Encouraged by all the interest—and the money—many Berliners have gotten startup fever. The Berlin Chamber of Commerce reports that 1,300 Internet startups have been founded in the city since 2008, 500 of them last year alone.
Germany’s capital is home to the Chaos Computer Club, one of the world’s biggest hacker groups. (Kim Dotcom was a member until he got banned for stealing other people’s ideas, according to Associated Press reports.) In recent years these hackers, along with tech-savvy expats and engineers from Berlin’s universities and clone companies, have combined their know-how with the softer skills of designers, artists, and musicians who have long flocked to Berlin. “Berlin’s attitude is very punk, and that’s really important for startups, because they’re basically saying, ‘OK, I’m going to do things my own way,’ ” says Ljung, who was a sound designer before founding SoundCloud, and is still an active electronic musician. Says O’Leary: “All Berlin knows is change and disruption, and there’s nobody defining what the city should be or what an entrepreneur should be.”
It also helps that Berlin has started to move past its focus on challenging, esoteric art and design. Ljung says that when he arrived from Sweden in 2007, the websites and apps out of Berlin were “very aggressive and difficult,” featuring tiny fonts and black backgrounds. Although he notes the aesthetic is still edgy, “now there’s more focus on being global and on the user experience.”

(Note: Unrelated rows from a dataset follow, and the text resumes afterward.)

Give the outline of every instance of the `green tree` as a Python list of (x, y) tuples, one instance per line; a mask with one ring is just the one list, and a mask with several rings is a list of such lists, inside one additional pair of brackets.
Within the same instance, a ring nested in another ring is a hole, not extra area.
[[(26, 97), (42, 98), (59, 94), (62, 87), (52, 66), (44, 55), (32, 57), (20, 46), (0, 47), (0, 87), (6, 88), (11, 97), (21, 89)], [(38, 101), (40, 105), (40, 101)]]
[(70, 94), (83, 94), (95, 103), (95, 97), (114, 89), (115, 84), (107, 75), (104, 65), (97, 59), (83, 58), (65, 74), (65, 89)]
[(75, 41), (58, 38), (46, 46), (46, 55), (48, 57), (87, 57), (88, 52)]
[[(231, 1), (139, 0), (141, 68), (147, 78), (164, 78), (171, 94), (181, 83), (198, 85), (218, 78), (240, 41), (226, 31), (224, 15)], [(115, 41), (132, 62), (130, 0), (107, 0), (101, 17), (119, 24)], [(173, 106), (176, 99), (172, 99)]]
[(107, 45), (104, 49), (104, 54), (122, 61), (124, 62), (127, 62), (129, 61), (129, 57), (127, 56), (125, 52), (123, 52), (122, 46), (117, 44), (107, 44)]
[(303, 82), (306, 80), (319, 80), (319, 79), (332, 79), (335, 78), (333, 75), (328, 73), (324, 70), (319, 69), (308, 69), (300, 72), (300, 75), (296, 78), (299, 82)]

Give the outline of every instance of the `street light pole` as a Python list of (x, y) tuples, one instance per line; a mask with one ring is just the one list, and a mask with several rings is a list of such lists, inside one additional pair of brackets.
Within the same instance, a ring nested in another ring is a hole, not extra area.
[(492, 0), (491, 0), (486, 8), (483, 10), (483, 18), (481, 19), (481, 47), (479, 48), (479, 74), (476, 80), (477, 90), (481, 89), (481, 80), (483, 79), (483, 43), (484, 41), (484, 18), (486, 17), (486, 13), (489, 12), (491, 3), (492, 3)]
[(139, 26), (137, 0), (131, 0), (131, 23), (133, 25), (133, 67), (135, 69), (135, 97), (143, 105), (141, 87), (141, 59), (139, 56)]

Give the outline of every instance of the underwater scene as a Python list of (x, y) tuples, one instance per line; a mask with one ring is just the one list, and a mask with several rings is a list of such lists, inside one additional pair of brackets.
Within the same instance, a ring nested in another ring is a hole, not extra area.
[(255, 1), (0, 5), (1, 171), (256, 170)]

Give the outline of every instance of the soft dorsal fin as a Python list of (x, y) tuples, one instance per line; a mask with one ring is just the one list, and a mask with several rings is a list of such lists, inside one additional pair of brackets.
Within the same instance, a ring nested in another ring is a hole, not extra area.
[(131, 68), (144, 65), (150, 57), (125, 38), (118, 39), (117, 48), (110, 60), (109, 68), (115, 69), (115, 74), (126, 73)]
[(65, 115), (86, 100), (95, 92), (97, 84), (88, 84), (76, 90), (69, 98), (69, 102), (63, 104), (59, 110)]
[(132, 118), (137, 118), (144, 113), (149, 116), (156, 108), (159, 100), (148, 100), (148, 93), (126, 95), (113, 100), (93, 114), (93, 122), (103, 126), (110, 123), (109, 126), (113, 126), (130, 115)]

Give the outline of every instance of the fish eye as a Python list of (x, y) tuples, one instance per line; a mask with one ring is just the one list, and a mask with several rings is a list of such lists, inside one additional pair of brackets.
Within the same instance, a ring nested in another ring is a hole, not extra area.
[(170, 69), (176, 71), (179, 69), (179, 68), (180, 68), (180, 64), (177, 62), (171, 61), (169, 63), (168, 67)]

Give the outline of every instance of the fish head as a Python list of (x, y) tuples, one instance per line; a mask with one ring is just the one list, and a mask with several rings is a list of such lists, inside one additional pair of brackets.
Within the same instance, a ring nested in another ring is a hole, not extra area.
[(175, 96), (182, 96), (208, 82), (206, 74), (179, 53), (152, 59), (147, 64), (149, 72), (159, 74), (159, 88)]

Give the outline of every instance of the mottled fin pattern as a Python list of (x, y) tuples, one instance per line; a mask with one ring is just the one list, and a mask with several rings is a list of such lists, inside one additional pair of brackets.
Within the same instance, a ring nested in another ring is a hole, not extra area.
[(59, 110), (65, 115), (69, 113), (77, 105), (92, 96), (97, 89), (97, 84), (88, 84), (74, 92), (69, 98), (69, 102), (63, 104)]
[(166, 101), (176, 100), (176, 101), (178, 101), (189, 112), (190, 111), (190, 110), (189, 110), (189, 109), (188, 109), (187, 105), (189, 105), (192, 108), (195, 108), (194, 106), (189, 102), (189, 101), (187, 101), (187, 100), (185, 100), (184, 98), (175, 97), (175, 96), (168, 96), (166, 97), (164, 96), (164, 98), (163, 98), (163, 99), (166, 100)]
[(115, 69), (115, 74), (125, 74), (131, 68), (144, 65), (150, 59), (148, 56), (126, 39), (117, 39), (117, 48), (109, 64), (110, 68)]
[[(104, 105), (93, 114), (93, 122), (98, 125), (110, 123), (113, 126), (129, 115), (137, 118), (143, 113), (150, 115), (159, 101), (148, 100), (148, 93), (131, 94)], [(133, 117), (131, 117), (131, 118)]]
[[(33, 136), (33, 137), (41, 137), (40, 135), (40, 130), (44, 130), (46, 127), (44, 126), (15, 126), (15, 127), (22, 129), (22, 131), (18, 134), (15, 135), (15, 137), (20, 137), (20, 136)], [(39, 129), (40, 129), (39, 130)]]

Because Berlin is such a long way from the Silicon Valley bubble, its startups tend to be more individualistic. O’Leary encourages entrepreneurs to build their apps on independent platforms, as opposed to Facebook, because he says people are increasingly unwilling to cut through the clutter on the sprawling social network. He also pushes startups to make products with a narrow focus. He cites Amen, a service hyped by Ashton Kutcher which encourages people to rate opinions and products, and Readmill, which lets people take and share notes on e-books to create a communal reading experience.
Many Berlin startups focus on products for urbanites, such as Gidsy, an online marketplace for real-life experiences like street art tours led by local graffiti artists. Others specialize in business-to-business products. 6Wunderkinder, for example, creates apps like Wunderlist, which lets employees share to-do lists. O’Leary says Berlin’s innovative frenzy is a significant shift for Germans, who tend to be risk-averse. “Obviously after the Second World War, [Germans] didn’t have a great risk appetite—they wanted to focus on rebuilding and being safe,” he says. “I think just now a generation is surfacing that isn’t bothered by the post-World War II mind-set and is instead focused on changing the world.”
Still, Germany’s own interest in Berlin’s tech scene lags that of foreigners. Roughly 80 percent of Earlybird’s $100 million fund comes from international sources, an imbalance that O’Leary says is a result of the country’s distrust for venture capital (which in German has the discouraging name Risikokapital) following the dot-com bust a decade ago. Since then the number of German VC firms dwindled from hundreds to just a few. “International investors have been quicker to realize, OK, if there are only a handful of VCs left for such a big economy, this is a huge opportunity.”